According to the state-federal Chesapeake Bay Program, which leads the restoration effort, this is due to less water entering the Bay from its rivers this spring, as well as a decrease in nutrient pollution from some areas of the Bay’s six-state watershed.
The Bay’s dead zone is a deepwater area with low levels of dissolved oxygen that are hostile to marine life, including fish, blue crabs and oysters. The dead zone is mostly caused by nutrient pollution from human wastewater, animal manure and fertilizer.
Even so, it's not a particularly good year for stripers and blue crabs. Stripers are in a persistent pattern of low recruitment, for causes that are largely unknown, but is thought to be weather/climate related, while crabs have had a couple of bad years of recruitment as well and are facing new harvesting restrictions. Oysters, while above recent years lows, have not rebounded to their historic levels.

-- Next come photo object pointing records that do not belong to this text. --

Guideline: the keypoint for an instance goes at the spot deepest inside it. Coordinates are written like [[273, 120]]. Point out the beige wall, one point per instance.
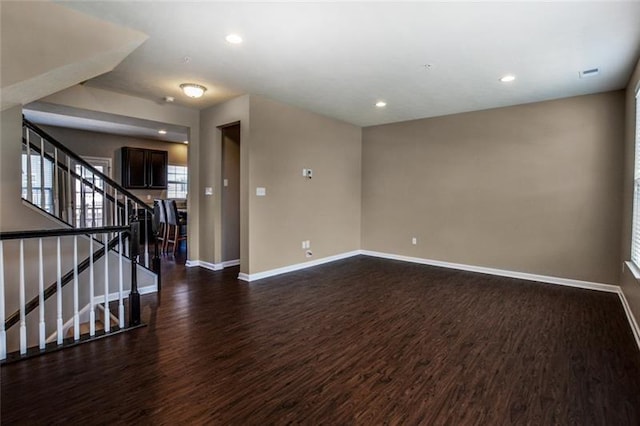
[[210, 160], [630, 285], [47, 47], [324, 209], [93, 144], [532, 188], [93, 99]]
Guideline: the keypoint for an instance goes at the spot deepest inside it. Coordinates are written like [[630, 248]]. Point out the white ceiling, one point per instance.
[[94, 121], [339, 58]]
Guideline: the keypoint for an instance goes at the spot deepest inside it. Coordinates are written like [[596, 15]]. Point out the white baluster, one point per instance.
[[3, 334], [107, 314], [43, 329], [92, 311], [59, 322], [120, 284], [76, 309], [23, 322]]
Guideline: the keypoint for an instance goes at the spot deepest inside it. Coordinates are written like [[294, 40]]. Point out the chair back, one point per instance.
[[171, 211], [159, 211]]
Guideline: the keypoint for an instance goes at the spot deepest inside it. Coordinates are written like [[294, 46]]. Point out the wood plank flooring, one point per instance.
[[360, 341]]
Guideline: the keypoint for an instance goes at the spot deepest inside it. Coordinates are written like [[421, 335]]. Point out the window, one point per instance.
[[41, 185], [90, 206], [635, 233], [177, 181]]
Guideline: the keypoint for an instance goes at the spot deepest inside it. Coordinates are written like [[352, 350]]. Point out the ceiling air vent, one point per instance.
[[589, 73]]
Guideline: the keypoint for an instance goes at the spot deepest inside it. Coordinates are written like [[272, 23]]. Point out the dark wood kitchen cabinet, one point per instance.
[[144, 168]]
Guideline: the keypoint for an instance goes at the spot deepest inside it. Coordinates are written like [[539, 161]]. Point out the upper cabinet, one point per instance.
[[144, 168]]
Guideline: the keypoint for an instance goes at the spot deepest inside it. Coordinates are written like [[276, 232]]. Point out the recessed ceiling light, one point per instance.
[[592, 72], [193, 90], [233, 39]]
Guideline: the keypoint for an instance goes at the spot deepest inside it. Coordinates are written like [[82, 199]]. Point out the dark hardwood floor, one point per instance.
[[360, 341]]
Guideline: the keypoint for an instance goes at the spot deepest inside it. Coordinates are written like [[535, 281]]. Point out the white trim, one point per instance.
[[296, 267], [212, 266], [230, 263], [632, 320], [500, 272], [633, 269]]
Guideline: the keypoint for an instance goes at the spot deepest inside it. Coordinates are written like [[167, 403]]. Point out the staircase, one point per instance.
[[92, 262]]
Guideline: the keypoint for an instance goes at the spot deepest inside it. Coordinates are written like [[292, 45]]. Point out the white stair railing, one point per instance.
[[65, 245]]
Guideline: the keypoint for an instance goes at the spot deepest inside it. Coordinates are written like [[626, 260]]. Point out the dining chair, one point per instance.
[[174, 226], [160, 211]]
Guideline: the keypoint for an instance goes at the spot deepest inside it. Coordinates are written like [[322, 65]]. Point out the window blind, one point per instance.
[[635, 233]]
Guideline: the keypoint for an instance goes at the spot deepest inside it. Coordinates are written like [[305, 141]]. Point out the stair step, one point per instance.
[[85, 327]]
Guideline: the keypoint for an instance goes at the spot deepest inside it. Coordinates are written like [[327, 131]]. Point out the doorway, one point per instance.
[[231, 194]]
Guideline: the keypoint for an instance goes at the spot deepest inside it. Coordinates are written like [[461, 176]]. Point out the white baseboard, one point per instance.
[[296, 267], [500, 272], [632, 320], [230, 263], [212, 266]]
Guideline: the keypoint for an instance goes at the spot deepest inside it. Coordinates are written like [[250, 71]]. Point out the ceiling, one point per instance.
[[339, 58], [95, 121]]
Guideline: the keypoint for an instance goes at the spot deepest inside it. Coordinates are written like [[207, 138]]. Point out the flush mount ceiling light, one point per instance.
[[193, 90], [233, 39], [592, 72]]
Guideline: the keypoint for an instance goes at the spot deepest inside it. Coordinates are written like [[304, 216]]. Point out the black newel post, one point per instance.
[[155, 224], [134, 251]]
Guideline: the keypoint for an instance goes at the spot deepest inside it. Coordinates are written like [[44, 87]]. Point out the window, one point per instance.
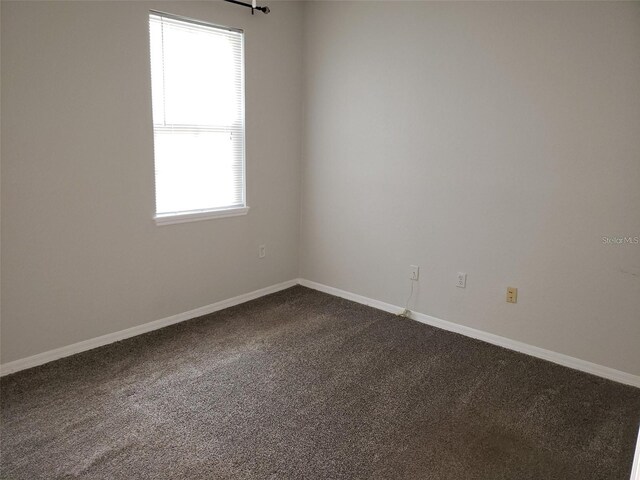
[[197, 80]]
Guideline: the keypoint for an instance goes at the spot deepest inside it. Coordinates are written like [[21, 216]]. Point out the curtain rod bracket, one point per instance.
[[252, 6]]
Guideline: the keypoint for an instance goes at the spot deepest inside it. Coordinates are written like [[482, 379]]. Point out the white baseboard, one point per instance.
[[45, 357], [635, 470], [559, 358]]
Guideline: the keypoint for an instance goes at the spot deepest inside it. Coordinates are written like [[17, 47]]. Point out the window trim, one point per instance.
[[222, 212], [198, 215]]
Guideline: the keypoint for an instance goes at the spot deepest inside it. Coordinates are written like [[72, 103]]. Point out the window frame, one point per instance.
[[208, 213]]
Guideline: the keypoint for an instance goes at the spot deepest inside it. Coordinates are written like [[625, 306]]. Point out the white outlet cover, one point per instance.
[[414, 272]]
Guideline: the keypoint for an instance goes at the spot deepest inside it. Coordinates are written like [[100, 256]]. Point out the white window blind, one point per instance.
[[197, 79]]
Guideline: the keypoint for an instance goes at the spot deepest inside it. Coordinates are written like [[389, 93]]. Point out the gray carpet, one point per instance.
[[301, 384]]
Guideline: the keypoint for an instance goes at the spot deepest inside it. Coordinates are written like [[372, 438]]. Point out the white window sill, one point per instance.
[[171, 218]]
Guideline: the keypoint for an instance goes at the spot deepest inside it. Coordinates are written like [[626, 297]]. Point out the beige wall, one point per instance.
[[497, 139], [81, 255]]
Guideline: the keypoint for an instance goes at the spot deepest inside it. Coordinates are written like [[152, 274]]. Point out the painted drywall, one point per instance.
[[497, 139], [81, 254]]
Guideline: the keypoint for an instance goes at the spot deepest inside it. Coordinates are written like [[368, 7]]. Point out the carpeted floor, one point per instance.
[[301, 384]]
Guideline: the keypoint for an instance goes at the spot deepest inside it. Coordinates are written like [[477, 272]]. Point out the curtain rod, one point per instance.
[[252, 6]]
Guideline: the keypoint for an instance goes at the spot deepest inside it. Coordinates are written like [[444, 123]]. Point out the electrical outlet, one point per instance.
[[414, 272]]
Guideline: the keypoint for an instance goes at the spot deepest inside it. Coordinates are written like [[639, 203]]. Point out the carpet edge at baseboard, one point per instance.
[[554, 357], [82, 346]]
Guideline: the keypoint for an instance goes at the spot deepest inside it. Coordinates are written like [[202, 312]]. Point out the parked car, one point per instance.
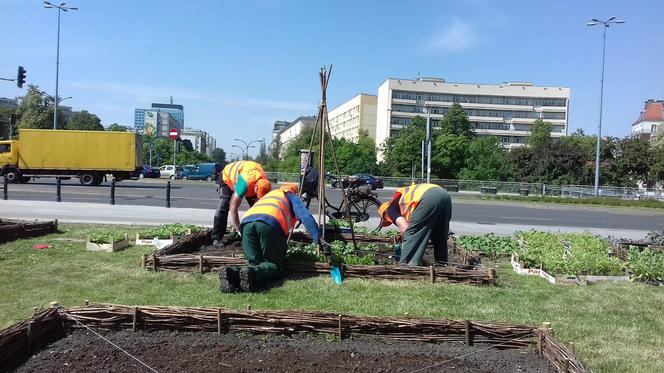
[[168, 171], [357, 180], [203, 171], [149, 172]]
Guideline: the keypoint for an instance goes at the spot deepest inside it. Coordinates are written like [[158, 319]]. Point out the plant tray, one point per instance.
[[519, 268], [107, 247]]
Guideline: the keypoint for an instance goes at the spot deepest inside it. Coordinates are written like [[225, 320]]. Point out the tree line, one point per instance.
[[458, 153]]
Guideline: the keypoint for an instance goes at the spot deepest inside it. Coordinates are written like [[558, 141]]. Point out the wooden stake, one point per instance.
[[469, 336], [134, 324], [219, 322]]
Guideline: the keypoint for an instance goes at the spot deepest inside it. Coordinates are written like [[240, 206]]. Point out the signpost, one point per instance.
[[173, 134]]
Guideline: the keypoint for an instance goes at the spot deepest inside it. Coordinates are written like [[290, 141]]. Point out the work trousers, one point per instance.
[[429, 221], [264, 247], [221, 214]]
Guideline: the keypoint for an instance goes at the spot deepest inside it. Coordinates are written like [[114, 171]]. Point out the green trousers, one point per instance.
[[265, 248], [429, 221]]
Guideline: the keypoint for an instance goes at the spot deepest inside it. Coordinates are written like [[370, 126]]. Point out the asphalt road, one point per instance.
[[203, 195]]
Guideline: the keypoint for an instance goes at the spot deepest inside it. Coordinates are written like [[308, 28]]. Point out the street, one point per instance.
[[203, 195]]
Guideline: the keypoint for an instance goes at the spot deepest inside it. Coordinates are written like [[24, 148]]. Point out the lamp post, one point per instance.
[[606, 24], [60, 8], [247, 145]]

The amount of pollution reaching the Bay each year varies and is based on the amount of rainfall, which flushes nutrients and sediment into rivers that flow into the Bay. The load is also impacted by the number and effectiveness of conservation practices that reduce and manage those pollutants.
The 2021 dead zone was approximately 14% lower than the long-term average.
An assessment of the 2022 dead zone will be available this fall.
13% doesn't strike me as particularly significant. If they told me that the dead zone was half as large as the long term average, I'd be more impressed. On the other hand, I haven't detected the telltale signs of anoxia near our shores so far this year; fish and crabs crowded into the shallow water, pushed up by the anoxic water, which is, in turn, pushed into shallow water by a particular combination of winds.
It certainly does not look like the "Bay Diet" is on track to beat anoxia by 2025 as hoped.